Tarım zehirlerine mahkum değiliz
Buğday Ekolojik Ömrü Destekleme Derneği ve Zehirsiz Sofralar Platformu çatısı altında faaliyet gösteren Pestisit Aksiyon Ağı’nın tüm canlılara ziyan veren pestisitlerin yasaklanması ve tabiat dostu yollar ile bunları kullanan üreticilerin desteklenmesi için başlattığı Zehirsiz Kampanya’ya bugüne kadar 180 bini aşkın kişi imza dayanağı verdi.
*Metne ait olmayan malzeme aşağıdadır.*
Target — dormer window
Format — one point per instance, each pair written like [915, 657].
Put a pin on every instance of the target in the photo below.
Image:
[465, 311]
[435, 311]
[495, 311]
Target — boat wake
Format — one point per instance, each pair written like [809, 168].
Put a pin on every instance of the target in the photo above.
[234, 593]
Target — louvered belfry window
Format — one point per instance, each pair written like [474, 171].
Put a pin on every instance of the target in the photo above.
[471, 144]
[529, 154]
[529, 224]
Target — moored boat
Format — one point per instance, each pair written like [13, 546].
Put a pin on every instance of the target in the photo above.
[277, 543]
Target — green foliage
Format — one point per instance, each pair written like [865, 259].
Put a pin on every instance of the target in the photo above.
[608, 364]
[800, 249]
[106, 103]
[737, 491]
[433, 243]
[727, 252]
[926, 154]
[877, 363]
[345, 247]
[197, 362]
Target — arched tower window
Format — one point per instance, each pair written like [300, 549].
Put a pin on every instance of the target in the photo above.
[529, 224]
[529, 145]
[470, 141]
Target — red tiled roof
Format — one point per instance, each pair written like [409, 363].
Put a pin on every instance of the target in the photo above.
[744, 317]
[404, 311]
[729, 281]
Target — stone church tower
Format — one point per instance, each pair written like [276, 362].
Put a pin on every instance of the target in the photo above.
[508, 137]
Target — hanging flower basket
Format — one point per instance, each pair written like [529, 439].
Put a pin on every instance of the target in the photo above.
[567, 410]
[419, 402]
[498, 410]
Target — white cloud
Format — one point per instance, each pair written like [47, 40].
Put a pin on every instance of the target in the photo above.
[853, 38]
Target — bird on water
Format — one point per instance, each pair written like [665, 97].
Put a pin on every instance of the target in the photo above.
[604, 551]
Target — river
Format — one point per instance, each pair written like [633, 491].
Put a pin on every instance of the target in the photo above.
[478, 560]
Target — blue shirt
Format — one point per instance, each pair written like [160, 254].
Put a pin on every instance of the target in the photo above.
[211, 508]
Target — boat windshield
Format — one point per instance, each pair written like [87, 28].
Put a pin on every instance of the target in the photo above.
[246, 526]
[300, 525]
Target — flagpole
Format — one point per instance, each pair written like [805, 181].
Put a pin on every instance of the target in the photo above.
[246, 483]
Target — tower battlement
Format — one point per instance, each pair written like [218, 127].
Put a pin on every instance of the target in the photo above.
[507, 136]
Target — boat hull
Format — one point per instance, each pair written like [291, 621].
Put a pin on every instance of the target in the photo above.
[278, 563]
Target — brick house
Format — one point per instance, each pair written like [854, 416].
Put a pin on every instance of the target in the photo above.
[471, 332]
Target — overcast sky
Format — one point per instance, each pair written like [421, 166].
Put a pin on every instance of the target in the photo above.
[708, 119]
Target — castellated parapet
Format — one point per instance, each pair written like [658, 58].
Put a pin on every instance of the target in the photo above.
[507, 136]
Kampanya sayesinde pestisitlerin ziyanları konusunda kamuoyunda farkındalık yaratıldı.
Tarım ve Orman Bakanlığı, Avrupa Birliği geçiş sürecinde 200’ün üzerinde, kampanya devrinde ise 27 pestisit etkin hususunun kullanımını yasakladı. Lakin kampanya talepleri ortasında yer alan Dünya Sıhhat Örgütü’nün “son derece tehlikeli”, “yüksek düzeyde tehlikeli” ve “muhtemel kanserojen” olarak belirlediği 13 faal husustan 9’u hala yasaklanmadı. Zehirsiz Sofralar Platformu, Türkiye tarımında hâlâ kullanılan dokuz pestisit etkin unsur ile birlikte başta bebeklerin ve çocukların hormon sistemine ziyan veren; havayı, suyu ve toprağı kirleten pestisitlerin acilen yasaklanması için tüm vatandaşları besininin sorumluluğunu alarak kampanyaya takviye olmaya çağırıyor.
Zehirsiz Sofralar Platformu Tarım ve Orman Bakanlığı’ndan, Pestisit Aksiyon Ağı tarafından hazırlanan “Zehirsiz Sofralar İçin Yol Haritası”nın dikkate alınmasını talep ediyor. Dünyada ve Türkiye’de pek çok çiftçi zehirsiz besin üretiyor.
Platform “Sağlıklı bir gelecek için daha fazla ekolojik, ekonomik kayba ve hastalığa sebep olmadan bir stratejik hareket planı geliştirmeli; yanlışsız siyasetler izlenmeli ve böylelikle pestisitlere dayanan konvansiyonel tarım sisteminin, yerini agroekolojik, organik ve onarıcı tarıma bırakması sağlanmalı” davetinde bulunuyor.